With healthcare budgets constrained everywhere, the exploitation of machine sensors, streaming big data and IoT offers better monitoring and better analytics.
Connectivity standards and security still big issues but there to be solved. And whilst patient input can be kept to a minimum the extra data input from smartphones and tablets should not be ignored. The photo/video evidence can add to the data collected from machine sensors to give context. That can be submitted voluntarily by patients at home, in care homes.
The insurance industry has already adopted this "self-service claims" model securely with ease-of-use for claimants. To help decide if a visit is required by a nurse or doctor. Or let the doctor go to the patient virtually.
It may be that the insurance industry, as a result of technology innovation in healthcare insurance , is a catalyst to such change
Healthcare analytics needs to be able to cope with the volume, velocity and variety of data streaming from sensors & IoT and this additional "self-service" data input.

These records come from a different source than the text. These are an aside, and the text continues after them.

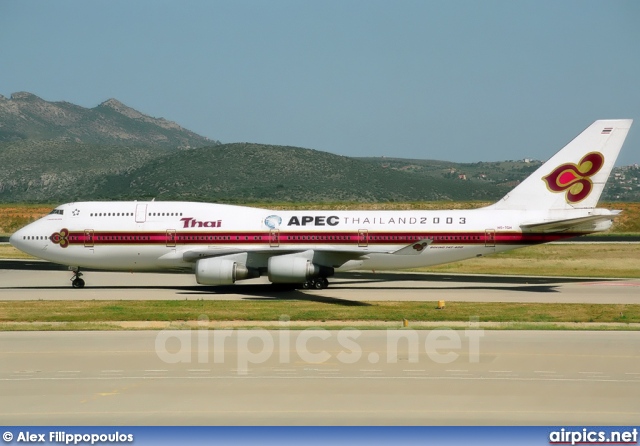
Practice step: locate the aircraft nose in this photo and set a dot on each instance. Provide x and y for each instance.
(16, 238)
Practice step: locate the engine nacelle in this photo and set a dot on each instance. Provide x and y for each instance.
(220, 271)
(294, 269)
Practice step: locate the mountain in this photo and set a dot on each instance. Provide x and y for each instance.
(25, 116)
(258, 172)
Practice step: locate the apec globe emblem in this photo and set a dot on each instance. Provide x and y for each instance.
(273, 221)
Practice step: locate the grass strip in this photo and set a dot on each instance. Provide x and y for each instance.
(194, 310)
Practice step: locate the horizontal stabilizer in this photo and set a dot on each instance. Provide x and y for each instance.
(568, 224)
(413, 249)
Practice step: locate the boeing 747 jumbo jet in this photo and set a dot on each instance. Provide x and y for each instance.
(222, 244)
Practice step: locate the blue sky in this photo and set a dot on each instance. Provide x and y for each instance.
(456, 80)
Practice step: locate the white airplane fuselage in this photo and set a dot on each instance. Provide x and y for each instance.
(223, 243)
(155, 236)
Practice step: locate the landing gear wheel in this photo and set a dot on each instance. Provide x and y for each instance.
(322, 282)
(77, 283)
(76, 280)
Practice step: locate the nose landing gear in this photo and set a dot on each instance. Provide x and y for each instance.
(319, 283)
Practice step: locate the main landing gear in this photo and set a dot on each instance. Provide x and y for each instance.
(76, 279)
(318, 283)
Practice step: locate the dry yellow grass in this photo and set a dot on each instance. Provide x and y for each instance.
(9, 252)
(576, 259)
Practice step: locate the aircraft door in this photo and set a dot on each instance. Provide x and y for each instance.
(141, 213)
(88, 238)
(490, 238)
(363, 238)
(274, 238)
(171, 238)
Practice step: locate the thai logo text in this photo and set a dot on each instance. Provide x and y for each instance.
(189, 222)
(575, 179)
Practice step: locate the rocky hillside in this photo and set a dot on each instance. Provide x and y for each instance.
(27, 117)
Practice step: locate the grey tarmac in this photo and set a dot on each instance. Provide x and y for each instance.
(131, 378)
(29, 280)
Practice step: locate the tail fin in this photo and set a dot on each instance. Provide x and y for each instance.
(575, 176)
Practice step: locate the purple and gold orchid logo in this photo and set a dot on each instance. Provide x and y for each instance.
(61, 238)
(575, 179)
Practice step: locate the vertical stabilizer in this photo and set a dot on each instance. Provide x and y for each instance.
(575, 176)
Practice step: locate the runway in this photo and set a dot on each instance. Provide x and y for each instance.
(520, 378)
(34, 280)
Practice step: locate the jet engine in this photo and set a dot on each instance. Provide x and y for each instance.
(295, 269)
(220, 271)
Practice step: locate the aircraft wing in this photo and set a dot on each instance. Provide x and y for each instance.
(568, 224)
(415, 248)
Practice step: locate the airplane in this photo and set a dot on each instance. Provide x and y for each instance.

Which in turn needs healthcare analytics that handles structured and unstructured data. That lets healthcare professionals enjoy secure self-service health BI.
Combining these facets offers benefits to patients, the medical profession, care home workers and by improving efficiency and resource allocation, budget holders.
With properly designed sensors and monitoring tools, patient input can be kept to a minimum. This means that there is less room for error, but also little learning required by the patient. This offers convenience which is especially beneficial for the elderly and disabled.